Брови Старого вздернулись и он произнес с сожалением:
— Неужели это королевский отпрыск, которого люди сегодня называют Хастуром?
— Человек, бог или Хастур — я не слишком горд, чтобы не молиться за свой народ, — парировал Хастур, загораясь яростью.
— Никогда не было в истории Дарковера, чтобы Хастур стоял перед одним из вас и умолял…
— … За людей из чужого мира.
— За всех людей моего мира! Старый, я мог сидеть и править в Доме Хастуров, но предпочел узнавать новое у новых людей. А у терранцев есть чему поучиться даже Хастурам, и они знают, как найти средство против лихорадки Следопытов, — он оглянулся на меня, вновь представляя мне слово и я сказал:
— Я не чужеземец из другого мира, Старый. Я был сыном в твоем доме. Возможно я послан к тебе, чтобы научиться бороться с обреченностью.
Я вдруг перестал сознавать, что делаю, пока не оказался на коленях. Взглянул в резкое, спокойное, отсутствующее лицо нечеловека.

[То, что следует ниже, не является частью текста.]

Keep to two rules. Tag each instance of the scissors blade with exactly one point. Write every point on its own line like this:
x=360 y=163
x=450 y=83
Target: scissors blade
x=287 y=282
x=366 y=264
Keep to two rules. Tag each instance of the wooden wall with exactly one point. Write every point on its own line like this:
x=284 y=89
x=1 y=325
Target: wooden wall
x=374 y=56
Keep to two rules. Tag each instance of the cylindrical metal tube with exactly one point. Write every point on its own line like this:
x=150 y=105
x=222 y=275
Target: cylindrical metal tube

— Мой отец, — сказал я, — вы вытащили умирающего мужчину и умирающего ребенка из горящего самолета. Даже люди из моей расы могли ограбить их и оставить умирать. Вы спасли ребенка, усыновили его и воспитали как своего. Когда он достиг возраста, когда становился несчастливым среди вас, вы позволили дюжине своих людей рискнуть жизнями и вернуть его к своим. Вы не можете уверить меня, что безразлично относитесь к судьбе миллионов людей моего народа, если судьба одного вызвала у вас жалость.
Последовало недолгое молчание.
Наконец Старый сказал:
— Безразлично — нет. Но мы бесполезны. Мой народ умирает, когда спускается с гор. Воздух для нас слишком насыщен. Еда не та. Свет слепит, мучит. Могу ли я отправить на страдание и смерть тех, кто зовет меня Отцом?